Stabilisation Commercial Bridging Loans: A Lifeline for Business Growth and Recovery
Introduction
For many commercial landlords and business owners in the UK, securing a traditional commercial mortgage can be a challenging process. Banks often decline applications due to factors such as weak financials, lack of experience, or reliance on future projections. This is where stabilisation commercial bridging loans come in—offering a short-term, flexible financing solution that allows businesses to stabilise, grow, and eventually qualify for long-term lending.
In this article, we’ll break down how stabilisation bridging loans work, who they’re for, and real-life case studies demonstrating their effectiveness.
What is a Stabilisation Commercial Bridging Loan?
A stabilisation bridging loan is a short-term, interest-only financing solution designed to help owner-occupiers and commercial landlords who don’t yet qualify for a standard commercial mortgage. These loans provide breathing space for borrowers to execute their business plans, improve financial performance, and secure long-term funding.
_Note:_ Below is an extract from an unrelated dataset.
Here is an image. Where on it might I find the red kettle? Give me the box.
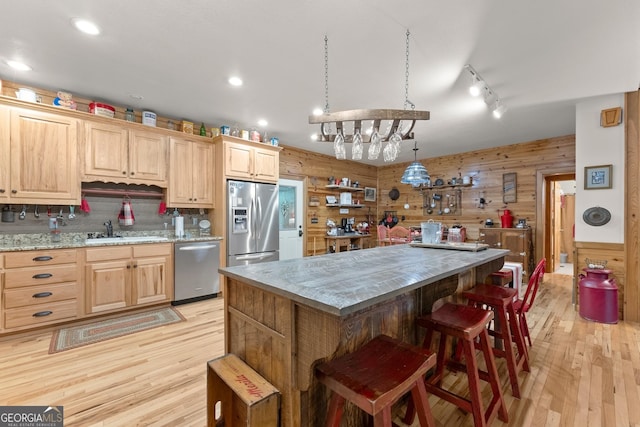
[500,209,513,228]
Unlike traditional bank loans, these facilities consider projections and future trading potential rather than solely relying on historical financials.
Why Are Banks Declining Commercial Mortgage Applications?
Many business owners face rejection from mainstream lenders due to:
- Reliance on future projections rather than solid historical performance.
- Limited borrower experience in the commercial sector.
- Weak financials in previous years, possibly due to external factors like COVID-19.
- Debt service coverage limitations, making it difficult to meet repayment criteria.
- Minor adverse credit history, which can deter traditional lenders.
A stabilisation bridging loan provides a temporary solution, giving businesses the time and flexibility needed to meet commercial mortgage eligibility requirements.
How Stabilisation Bridging Loans Work
Typical Loan Structure
- Interest rate: ~7% over base (approximately 0.96% per month)
- Term: 2 to 3 years
- Repayment: Interest-only (either fully serviced or a mix of retained and serviced interest)
- No exit fees or early repayment charges (ERCs)
- Loan-to-value (LTV): Typically up to 60% of Market Value (MV1)
This structure ensures borrowers have the financial flexibility needed to execute their business plans without immediate repayment pressure.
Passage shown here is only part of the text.